L’histoire d’amour passionné entre Duncan et Moira est l’un de ces amours contrariés comme on peut les voir dans les tragédies classiques. Deux êtres, deux conditions sociales, tout rend leur amour impossible. Le point de départ est donc très prometteur dans le sens où on ne peut s’attendre qu’à éprouver une multitude d’émotions. Malheureusement, ce ne le fût pas complètement.

 

Mais commençons par l’un des points positifs de ce roman.

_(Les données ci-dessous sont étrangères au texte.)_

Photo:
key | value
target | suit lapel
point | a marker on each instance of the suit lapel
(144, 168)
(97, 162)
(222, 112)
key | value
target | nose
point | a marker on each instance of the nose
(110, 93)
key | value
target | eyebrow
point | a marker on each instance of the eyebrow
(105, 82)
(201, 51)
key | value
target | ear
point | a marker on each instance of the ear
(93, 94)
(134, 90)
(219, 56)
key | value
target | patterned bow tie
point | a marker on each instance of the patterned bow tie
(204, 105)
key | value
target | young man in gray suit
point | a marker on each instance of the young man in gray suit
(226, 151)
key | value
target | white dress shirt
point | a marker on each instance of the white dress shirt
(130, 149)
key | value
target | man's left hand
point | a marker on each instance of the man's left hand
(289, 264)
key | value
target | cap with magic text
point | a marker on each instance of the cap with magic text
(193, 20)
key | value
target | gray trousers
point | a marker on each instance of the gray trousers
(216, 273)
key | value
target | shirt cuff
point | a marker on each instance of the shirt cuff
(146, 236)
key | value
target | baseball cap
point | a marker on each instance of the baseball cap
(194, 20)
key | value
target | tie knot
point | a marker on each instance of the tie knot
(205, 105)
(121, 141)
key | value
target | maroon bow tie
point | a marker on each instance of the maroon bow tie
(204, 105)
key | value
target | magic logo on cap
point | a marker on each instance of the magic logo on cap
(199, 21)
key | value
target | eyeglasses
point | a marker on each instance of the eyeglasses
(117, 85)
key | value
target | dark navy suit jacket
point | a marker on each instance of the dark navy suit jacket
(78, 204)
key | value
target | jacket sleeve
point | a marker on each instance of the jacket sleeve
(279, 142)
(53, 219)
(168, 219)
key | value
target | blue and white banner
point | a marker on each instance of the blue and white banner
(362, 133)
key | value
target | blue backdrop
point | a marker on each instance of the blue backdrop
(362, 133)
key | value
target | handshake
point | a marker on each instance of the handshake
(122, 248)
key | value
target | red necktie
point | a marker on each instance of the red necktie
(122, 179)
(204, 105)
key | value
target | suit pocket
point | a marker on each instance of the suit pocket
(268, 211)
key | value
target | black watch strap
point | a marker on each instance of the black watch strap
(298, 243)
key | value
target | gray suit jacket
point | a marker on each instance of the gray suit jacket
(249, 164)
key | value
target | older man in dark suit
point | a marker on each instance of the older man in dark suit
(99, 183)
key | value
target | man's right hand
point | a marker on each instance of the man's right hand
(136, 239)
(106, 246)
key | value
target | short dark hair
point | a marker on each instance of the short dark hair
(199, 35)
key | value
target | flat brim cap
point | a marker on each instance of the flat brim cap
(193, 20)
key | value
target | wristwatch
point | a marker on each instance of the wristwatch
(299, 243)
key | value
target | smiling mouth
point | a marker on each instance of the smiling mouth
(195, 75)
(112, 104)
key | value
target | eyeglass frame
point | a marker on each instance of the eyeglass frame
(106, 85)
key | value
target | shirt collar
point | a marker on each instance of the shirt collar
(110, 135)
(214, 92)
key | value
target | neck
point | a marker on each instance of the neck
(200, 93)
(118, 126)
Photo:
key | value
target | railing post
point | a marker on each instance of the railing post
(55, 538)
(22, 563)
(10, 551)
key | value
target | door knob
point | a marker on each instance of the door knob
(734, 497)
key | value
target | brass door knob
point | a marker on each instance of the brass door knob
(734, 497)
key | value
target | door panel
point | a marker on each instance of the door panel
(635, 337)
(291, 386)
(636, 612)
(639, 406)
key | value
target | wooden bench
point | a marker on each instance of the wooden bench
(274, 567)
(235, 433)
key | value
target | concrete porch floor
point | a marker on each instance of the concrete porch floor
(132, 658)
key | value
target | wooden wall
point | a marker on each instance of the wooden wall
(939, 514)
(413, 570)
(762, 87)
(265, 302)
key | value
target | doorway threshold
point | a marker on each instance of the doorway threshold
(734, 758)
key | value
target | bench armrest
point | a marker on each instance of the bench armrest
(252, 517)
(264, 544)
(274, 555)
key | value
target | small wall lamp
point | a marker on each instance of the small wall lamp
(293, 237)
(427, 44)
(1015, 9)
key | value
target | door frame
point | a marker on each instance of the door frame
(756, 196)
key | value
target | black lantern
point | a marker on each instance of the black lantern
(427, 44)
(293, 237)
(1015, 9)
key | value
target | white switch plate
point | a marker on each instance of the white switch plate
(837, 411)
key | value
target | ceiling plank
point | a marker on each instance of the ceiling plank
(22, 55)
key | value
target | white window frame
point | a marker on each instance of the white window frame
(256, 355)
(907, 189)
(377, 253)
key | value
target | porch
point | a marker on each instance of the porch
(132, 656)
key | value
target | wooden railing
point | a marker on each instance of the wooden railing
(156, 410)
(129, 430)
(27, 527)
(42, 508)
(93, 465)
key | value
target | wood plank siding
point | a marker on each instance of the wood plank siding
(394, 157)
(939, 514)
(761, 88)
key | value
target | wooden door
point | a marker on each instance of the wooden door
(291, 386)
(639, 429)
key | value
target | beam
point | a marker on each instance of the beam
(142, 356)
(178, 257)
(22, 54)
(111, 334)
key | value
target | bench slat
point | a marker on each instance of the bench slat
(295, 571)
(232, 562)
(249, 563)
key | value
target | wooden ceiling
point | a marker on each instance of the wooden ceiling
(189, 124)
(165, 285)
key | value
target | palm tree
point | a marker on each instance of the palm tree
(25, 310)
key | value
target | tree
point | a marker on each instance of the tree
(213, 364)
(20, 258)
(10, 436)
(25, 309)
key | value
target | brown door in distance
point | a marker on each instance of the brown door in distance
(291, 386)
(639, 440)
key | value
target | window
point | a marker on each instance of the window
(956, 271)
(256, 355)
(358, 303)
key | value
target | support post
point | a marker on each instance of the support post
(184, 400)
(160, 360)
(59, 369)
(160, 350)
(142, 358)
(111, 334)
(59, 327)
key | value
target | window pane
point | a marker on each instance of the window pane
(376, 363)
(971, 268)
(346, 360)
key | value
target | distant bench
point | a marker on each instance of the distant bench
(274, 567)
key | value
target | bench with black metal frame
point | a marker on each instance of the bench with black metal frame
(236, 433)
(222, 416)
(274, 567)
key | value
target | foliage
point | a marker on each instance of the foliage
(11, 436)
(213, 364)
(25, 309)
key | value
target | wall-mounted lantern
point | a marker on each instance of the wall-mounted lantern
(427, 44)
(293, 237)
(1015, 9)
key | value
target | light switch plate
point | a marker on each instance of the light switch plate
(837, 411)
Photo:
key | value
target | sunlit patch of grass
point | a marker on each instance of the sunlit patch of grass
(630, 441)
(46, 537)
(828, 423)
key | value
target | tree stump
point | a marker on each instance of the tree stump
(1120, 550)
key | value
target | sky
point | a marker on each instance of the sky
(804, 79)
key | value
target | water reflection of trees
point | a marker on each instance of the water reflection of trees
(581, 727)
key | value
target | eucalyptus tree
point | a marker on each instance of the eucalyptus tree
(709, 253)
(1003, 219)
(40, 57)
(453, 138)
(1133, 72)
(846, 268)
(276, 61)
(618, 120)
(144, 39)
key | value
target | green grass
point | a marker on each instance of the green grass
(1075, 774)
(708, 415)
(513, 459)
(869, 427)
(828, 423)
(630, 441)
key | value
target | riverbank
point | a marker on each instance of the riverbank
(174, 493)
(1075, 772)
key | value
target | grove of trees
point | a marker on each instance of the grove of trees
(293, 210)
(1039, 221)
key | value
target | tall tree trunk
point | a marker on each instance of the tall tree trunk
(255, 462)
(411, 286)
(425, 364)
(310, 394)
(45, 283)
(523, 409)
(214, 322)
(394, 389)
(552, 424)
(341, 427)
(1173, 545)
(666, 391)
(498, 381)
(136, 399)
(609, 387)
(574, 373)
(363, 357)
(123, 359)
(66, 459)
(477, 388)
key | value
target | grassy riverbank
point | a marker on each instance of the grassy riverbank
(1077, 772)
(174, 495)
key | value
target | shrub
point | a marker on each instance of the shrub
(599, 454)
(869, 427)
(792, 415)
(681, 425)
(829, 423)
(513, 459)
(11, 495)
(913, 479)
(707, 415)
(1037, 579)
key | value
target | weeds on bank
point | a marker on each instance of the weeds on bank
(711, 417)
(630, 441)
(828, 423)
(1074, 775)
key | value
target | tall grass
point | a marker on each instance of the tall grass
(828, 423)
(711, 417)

Qui a-t-il de plus beau qu’un amour impossible ? Tous les ingrédients sont là pour savourer du Highlander transi d’amour pour sa belle (depuis moultes années de surcroit !) avec des secrets, des non-dits qui vont irrémédiablement entraîner les héros vers des destins séparés. On dit que l’amour est plus fort que tout, visiblement pas plus que la confiance et la mauvaise foi.

 

L’héroïne, Moira, nous inspire plusieurs sentiments, tantôt de l’agacement tantôt de l’admiration. C’est assez agréable d’avoir une héroïne qui n’est pas la perfection même, mais à trop détonné elle finit par nous irriter franchement. Petite fille gâtée et choyée par un père chef de clan, elle gardera ce tempérament de vouloir que les autres soient comme elle le désire et attendre d’eux des actions souvent irraisonnées. Mais à plusieurs reprises elle va se montrer d’un grand courage pour sauver les deux hommes qu’elle aime le plus au monde.

 

La dose d’aventure n’a pas non plus suffi à me captiver totalement pendant ma lecture comme dans le tome précédent où l’histoire d’Alex m’avait plu du début jusqu’à la fin. Ici entre lassitude et intérêt je n’ai pas trop su où me placer. Le style un peu trop lourd n’a pas permis une lecture fluide et captivante, beaucoup moins que les autres tomes, et certains termes dus soit à l’auteure soit à la traduction (je vote plus pour ça) m’ont parût inappropriés pour un récit historique comme par exemple l’utilisation de l’expression « tout ira bien comme sur des roulettes »… Etonnant.

 

La lecture de ce troisième tome est néanmoins plaisante quand on veut continuer à connaître chacun des quatre Highlanders, mais se place selon moi quand même en dessous des autres.

 

Il ne reste plus qu’à découvrir l’histoire du dernier Highlander, et pas des moindres, Connor le chef du clan MacDonald pour qui se marier sera la garantie de la survie de son clan. Gageons que l’auteure saura lui trouver l’épouse qu’il lui faut, moi j’en ai ma petite idée…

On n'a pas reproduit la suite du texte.